[原子力産業新聞] 2006年7月20日 第2340号 <2面>

ICRP新勧告で意見交換 東京でNEA主催

OECD/NEAの主催する「放射線防護体系の進展に関するアジア会合」が5、6日、ホテルグランドパレス(東京・千代田区)で開かれ、国際放射線防護委員会(ICRP)の新勧告草案について、日本、韓国、オーストラリア、中国、インドネシアの放射線防護の専門家、安全規制当局者らが意見交換を行った。

ICRP勧告は、各国、国際機関の規範や規制の基礎となる放射線防護の原則で、わが国でも関係法令に取り入れられており、最新勧告を巡る議論は、R.クラーク前委員長が国際放射線防護学会大会(00年、広島)で行った線量に関する講演に始まったもので、IAEA会議(03年、カナリア諸島)での概要議論などを経て、同学会大会(04年、マドリード)で案文が公表された。
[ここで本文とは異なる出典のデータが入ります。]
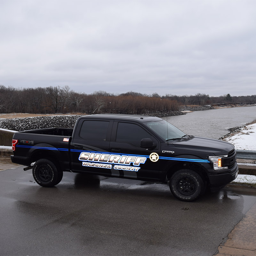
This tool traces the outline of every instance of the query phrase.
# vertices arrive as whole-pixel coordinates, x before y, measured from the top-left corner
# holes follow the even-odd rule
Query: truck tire
[[[40,159],[33,166],[33,177],[36,182],[42,187],[55,186],[60,182],[63,172],[48,159]]]
[[[172,195],[182,201],[192,202],[201,196],[205,191],[205,182],[197,172],[189,169],[179,170],[170,181]]]

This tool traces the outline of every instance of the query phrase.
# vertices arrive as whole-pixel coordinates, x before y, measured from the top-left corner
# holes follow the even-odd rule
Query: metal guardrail
[[[238,159],[256,160],[256,151],[251,150],[236,150]]]

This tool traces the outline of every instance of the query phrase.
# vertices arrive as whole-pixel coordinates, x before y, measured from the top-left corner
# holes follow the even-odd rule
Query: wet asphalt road
[[[47,188],[3,171],[0,255],[212,255],[255,196],[231,186],[188,203],[166,184],[64,172]]]

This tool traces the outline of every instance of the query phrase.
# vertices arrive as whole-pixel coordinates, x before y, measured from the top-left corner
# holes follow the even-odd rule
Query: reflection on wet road
[[[56,187],[0,172],[1,255],[212,255],[256,202],[227,186],[192,203],[168,186],[65,172]]]

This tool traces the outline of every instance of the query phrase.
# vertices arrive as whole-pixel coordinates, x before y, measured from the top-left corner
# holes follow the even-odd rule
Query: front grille
[[[227,157],[222,158],[223,166],[228,166],[229,169],[232,169],[236,164],[236,153],[234,149],[228,153]]]

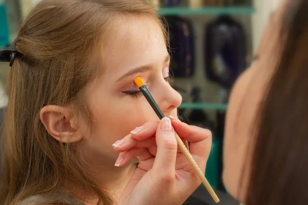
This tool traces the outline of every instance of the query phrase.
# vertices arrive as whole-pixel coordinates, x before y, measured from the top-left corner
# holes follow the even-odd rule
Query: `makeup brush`
[[[144,96],[146,100],[148,101],[149,103],[150,103],[150,105],[151,105],[151,106],[152,107],[152,108],[153,108],[153,109],[154,110],[159,119],[161,120],[162,119],[164,118],[165,115],[164,115],[164,113],[162,111],[162,110],[160,109],[160,108],[154,100],[154,99],[149,92],[148,90],[146,88],[146,86],[144,85],[144,83],[142,81],[142,80],[140,78],[138,77],[136,78],[134,80],[134,82],[136,83],[136,84],[137,85],[137,86],[138,86],[138,87],[139,88],[140,91],[141,91],[141,92],[143,94],[143,95]],[[176,139],[177,139],[177,142],[178,142],[178,146],[180,148],[180,150],[181,150],[184,156],[185,156],[185,158],[187,159],[189,164],[191,165],[191,166],[192,166],[196,173],[197,174],[198,177],[202,182],[202,183],[204,185],[204,187],[205,187],[205,188],[206,188],[206,189],[208,191],[208,193],[211,195],[215,202],[218,203],[219,202],[219,199],[218,198],[217,195],[214,192],[214,190],[213,190],[213,189],[211,188],[211,187],[208,183],[208,181],[207,181],[206,178],[205,178],[204,174],[202,173],[202,172],[198,166],[198,164],[197,164],[197,163],[196,163],[196,161],[191,156],[191,155],[190,155],[189,151],[188,151],[185,145],[184,144],[184,143],[183,143],[183,141],[179,136],[179,135],[178,135],[177,132],[175,131],[175,133],[176,135]]]

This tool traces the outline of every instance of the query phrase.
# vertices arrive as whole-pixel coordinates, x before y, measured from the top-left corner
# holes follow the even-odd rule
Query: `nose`
[[[158,88],[155,98],[162,111],[167,116],[177,114],[174,112],[182,103],[181,95],[165,81]]]

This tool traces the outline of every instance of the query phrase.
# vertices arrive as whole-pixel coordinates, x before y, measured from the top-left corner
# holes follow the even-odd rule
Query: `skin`
[[[223,180],[228,192],[244,202],[254,144],[255,119],[269,81],[278,63],[280,30],[288,0],[273,13],[257,51],[258,59],[237,81],[230,97],[226,118]]]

今回、02年の初回から数え3回目となる本アジア会合では、L.E.ホルムICRP委員長(=写真)より、複雑になり過ぎた放射線防護体系を単純化するといった新勧告の方向性などが示された。これに対して、日本の原子力安全委員会、文部科学省他、各国の規制機関より見解が述べられた。またわが国の原子力産業界、専門家からの意見として、電気事業連合会、日本保健物理学会がそれぞれ新勧告案への考えを示している。

同勧告草案は現在、ウェブ上での意見募集が行われており、今後は米国での意見交換、今秋のICRP主委員会などを経て、来年にも最新版が公表される予定だ。